Saturday, January 03, 2015

New year, new chapter, new way of life - dealing with it, 1st step

I'm a bit out of practice with this blogging lark, so please bear with.

The purpose is take control of my brain again and stop the whirl of random thoughts that are constantly there and make me think, sometime, that I'm going completely barmy.  Trouble is, they're there one minute and gone the next! But....they keep coming back.

So here's the first one.  I have a strong tendency to worry about what other people think.  The way that I've coped with my life this past year with my wonderful husband, a strong, funny, sensitive, lovely man with not a bad bone in his body felled in one blow by a massive stroke that took away every quality of life that you can think of in a nursing home for an indefinite period, was by trying to live it as I've always lived it when he was around.

Facebook has played a huge role in this but with a mixture of  'FB Friends' consisting of real life friends, family, people you don't know very well and, sometimes, people you don't know at all I was very concious of what I was posting.  If I posted something funny rude would those that knew think I was callous, uncaring, inappropriate, offensive? I did it anyway, although there were often things that I chickened out of, but I worried about it so those negative niggles in my head would turn nasty and I'd imagine all sorts things without anything whatsoever to back up those imaginings.
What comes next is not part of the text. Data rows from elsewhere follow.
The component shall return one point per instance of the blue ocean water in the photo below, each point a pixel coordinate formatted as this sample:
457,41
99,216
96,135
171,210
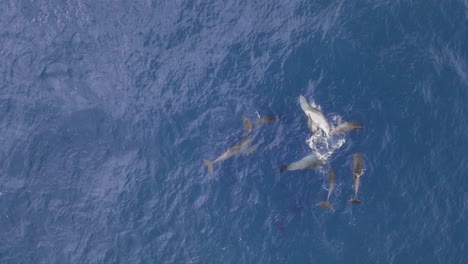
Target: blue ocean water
107,110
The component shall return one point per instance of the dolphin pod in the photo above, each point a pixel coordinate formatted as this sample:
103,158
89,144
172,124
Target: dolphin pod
358,171
316,122
331,188
243,145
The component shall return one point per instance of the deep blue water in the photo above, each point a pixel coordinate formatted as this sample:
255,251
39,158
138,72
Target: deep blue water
107,109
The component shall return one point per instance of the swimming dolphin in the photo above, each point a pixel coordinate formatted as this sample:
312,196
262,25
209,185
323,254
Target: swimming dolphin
346,127
316,119
308,162
331,188
248,124
242,146
358,171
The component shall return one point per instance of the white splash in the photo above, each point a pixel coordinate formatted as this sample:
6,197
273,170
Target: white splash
322,146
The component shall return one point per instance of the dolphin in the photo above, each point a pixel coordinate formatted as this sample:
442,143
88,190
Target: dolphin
331,188
358,171
315,117
346,127
242,146
308,162
248,124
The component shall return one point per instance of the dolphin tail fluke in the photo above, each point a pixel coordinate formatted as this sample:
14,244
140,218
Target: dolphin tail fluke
209,165
283,168
247,124
355,201
326,204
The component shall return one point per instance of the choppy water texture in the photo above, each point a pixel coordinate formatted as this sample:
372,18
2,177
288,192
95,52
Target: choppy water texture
108,108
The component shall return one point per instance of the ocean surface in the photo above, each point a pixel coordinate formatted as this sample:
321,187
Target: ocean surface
108,109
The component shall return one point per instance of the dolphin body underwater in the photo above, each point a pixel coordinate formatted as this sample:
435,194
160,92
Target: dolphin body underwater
308,162
331,188
243,145
358,171
316,120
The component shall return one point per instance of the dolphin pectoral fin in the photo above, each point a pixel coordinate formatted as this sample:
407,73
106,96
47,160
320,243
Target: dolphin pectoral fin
283,168
209,165
247,124
355,201
326,204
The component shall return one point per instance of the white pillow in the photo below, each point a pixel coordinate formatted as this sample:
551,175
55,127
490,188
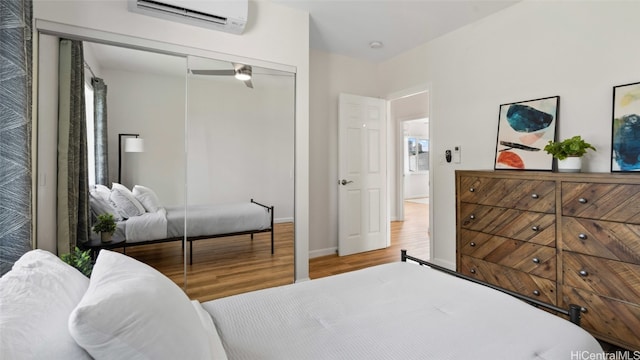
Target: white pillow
100,206
147,197
36,298
124,201
212,333
132,311
103,191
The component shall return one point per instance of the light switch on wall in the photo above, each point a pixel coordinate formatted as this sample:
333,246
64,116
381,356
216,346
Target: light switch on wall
456,154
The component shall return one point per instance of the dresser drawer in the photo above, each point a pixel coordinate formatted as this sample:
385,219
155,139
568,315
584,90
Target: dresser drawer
612,202
534,195
610,278
611,240
531,258
538,228
611,320
521,282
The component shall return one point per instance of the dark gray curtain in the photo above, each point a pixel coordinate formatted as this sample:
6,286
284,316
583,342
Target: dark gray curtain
100,129
15,131
73,189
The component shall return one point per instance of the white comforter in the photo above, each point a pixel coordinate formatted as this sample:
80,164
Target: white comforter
202,220
148,226
393,311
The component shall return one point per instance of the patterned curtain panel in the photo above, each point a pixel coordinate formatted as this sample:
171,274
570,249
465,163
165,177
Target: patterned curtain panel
73,189
100,129
15,131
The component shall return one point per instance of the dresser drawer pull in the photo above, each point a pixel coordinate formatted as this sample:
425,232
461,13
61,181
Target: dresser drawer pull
583,273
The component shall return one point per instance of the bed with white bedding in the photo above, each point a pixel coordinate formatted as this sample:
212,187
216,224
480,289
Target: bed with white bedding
143,220
202,222
395,311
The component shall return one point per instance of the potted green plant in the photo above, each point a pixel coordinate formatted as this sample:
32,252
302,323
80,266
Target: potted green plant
79,259
569,153
105,226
So there, it's written down, on the internet, therefore the whole world can see it in black and white, if they're interested.  And it's so silly. I can see that if some people thought it inappropriate, etc then so what? What would happen? Maybe I'd lose 1 or 2 'followers', but I've not noticed any difference.

The whole point is I feel better for it. And that's not a wrong thing to want. Nothing on earth could change the situation with David and I didn't love him any less. And I just know (because I knew him so well)........that he would't have minded at all.  In fact, that last sentence has led me on to the final paragraph......

I've been thinking all day about putting this on Facebook but have held back, for some reason.  Yesterday we were at the Funeral Directors when the very nice lady we were talking to had to leave us for a minute and we started talking about suitable music. Pete started off by suggesting perhaps something by Sinatra and a couple of other things but then I said that I really wanted to emphasise David's sense of humour and mentioned that he'd really liked Peter Cook & Dudley Moore so how about them singing 'Goodbye' as we were leaving, maybe. Then Jo said something about a TV sitcom where the family wanted the Theme from Bodyguard (I Will Always Love You) but ended up with the title song from Minder (Dennis Waterman singing I could Be So Good For You). There followed a not-very-serious discussion about this accompanied by quite a lot of fairly loud  laughter.  Inappropriate? No - in my head I could hear David laughing along with us and I remembered an equal amount of laughing whilst arranging his brother's funeral.  So, goodness knows what we'll end up with but it will be with my wonderful husband  and Pete's and Jo's Dad uppermost in our minds. What other people think doesn't matter a fuck.

Thanks for reading. (If you do)

5 comments:

Judy said...

Keep it up Chris. Getting your thoughts down on paper (so to speak) can only do you good and help get you through this difficult period of your life. xx

Unknown said...

Well, how very dare you, swearing in your own fucking blog!??! ;-)
xx

Sarah said...

I have to say I admire you! I'm crying again! We chose some very non traditional funeral songs for Tony, finishing with Don't Stop me now by Queen! X

MaryB said...

First, you and Jo and Pete are handling this exactly as David would've wanted. You know him better than anyone, and keeping your sense of humor is a way to honor him and the life you shared. And second, thank you for reminding me that I've lost the essence of why I started blogging 10 years ago. I've become too timid and, like you, afraid of offending. Well, screw that. I plan to get back to my original intent. xxxx

Chris said...

Love the comments. Judy: already done me some good. I'm becoming quite bold, in a timid sort of way. But I'm working on that.
Fiona: It's my blog, for me, and I'll say what I fucking like (see! I'm now bold!)
Sarah: For ages I've been thinking that I want that Queen song at my funeral and happened to mention it yesterday. So they'd better make sure it gets done!